VRBPAC member Janet Englund, MD, added, "It's incredibly important to see what's going on in Asia and the Southern Hemisphere; we know it drifts westward and northward. A really high proportion of those viruses come to us next."
In other discussion, member Roland Levandowski, MD, commented that among type B viruses, Yamagata has been dominant for 4 years in a row. That might suggest that Victoria viruses may make a comeback soon, since population immunity to Yamagata viruses is probably building, he said.
Katz responded, "Dr. Levandowski has a good point. We may be due for a B/Victoria season, but it's very hard to predict."
Some flu vaccines now are quadrivalent, containing four flu strains, including two type B viruses to cover the Yamagata and Victoria lineages. The WHO recommended that quadrivalent vaccines for the next season include a B/Brisbane/60-2008-like (Victoria) virus—the same Victoria strain in this season's quadrivalent vaccine—and VRBPAC unanimously approved that recommendation today.
Military vaccine effectiveness findings
In other developments at the meeting, Michael Cooper, PhD, presented estimates of this season's flu VE in US military personnel and their dependents. He is a captain in the US Public Health Service and leader of Respiratory Pillar Activities, Division of Global Emerging infection Surveillance, Armed Forces Health Surveillance Center.
He presented preliminary findings from three studies, two of them focusing on dependents of military personnel and the other on service members themselves. The two studies on military dependents used the test-negative case control method, in which people seeking care for flu-like illnesses are tested for flu and their vaccination status is determined.
One study involved 468 flu-positive cases and 694 controls, with respective vaccination rates of 29% and 27%, Cooper reported. For those who received inactivated flu vaccines, the VE was estimated at 40% overall and at 48% in children, he said. The number for children was statistically significant.
In the second analysis, also involving military dependents, most of them younger than 18, there were 140 flu cases and 278 controls, with vaccination rates of 17% and 31%, respectively, he said.
The overall VE was 53%, and VE against H3N2 viruses was 47%, he reported.
The third study, focusing on active-duty military members, used as controls individuals who sought medical care for something other than a flu-like illness. The study included 2,045 case-patients, 89% of whom were vaccinated, and 8,015 controls, 88% of them vaccinated.
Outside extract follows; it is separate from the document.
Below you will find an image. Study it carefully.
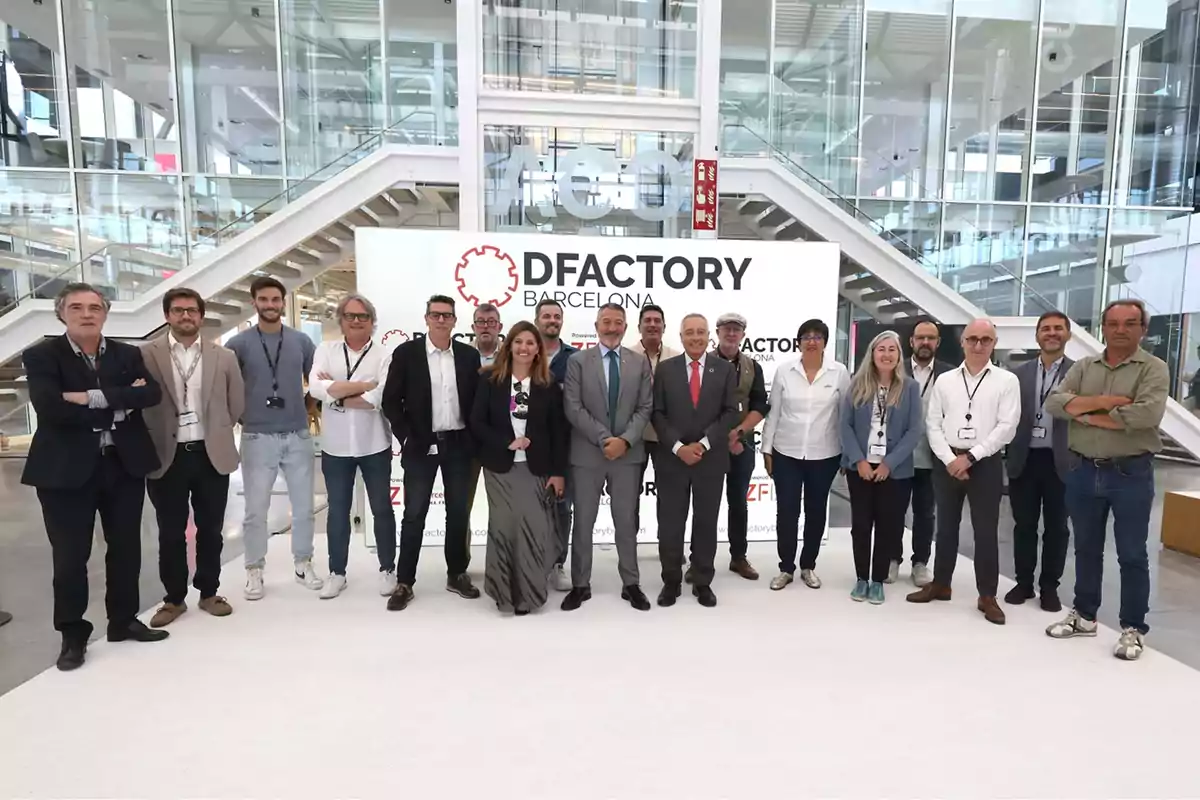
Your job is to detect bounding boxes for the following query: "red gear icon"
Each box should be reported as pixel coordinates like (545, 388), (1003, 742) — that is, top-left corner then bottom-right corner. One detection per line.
(454, 245), (517, 308)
The adjusted VE for those who received inactivated vaccine was -4%, which was not significant, Cooper reported. For those who received the live attenuated (nasal spray, or LAIV) flu vaccine, the VE was estimated at -32%, which was statically significant, he said.
Regarding the nasal-spray vaccine estimate, he commented, "We believe that this is likely due to unmeasured confounders, or possibly chance. We don't believe that LAIV increases risk of influenza infection."
In mid-January the CDC estimated that the VE for LAIV against H3N2 viruses was -23%, while the VE for inactivated vaccines against H3N2 was a nonsignificant 15%.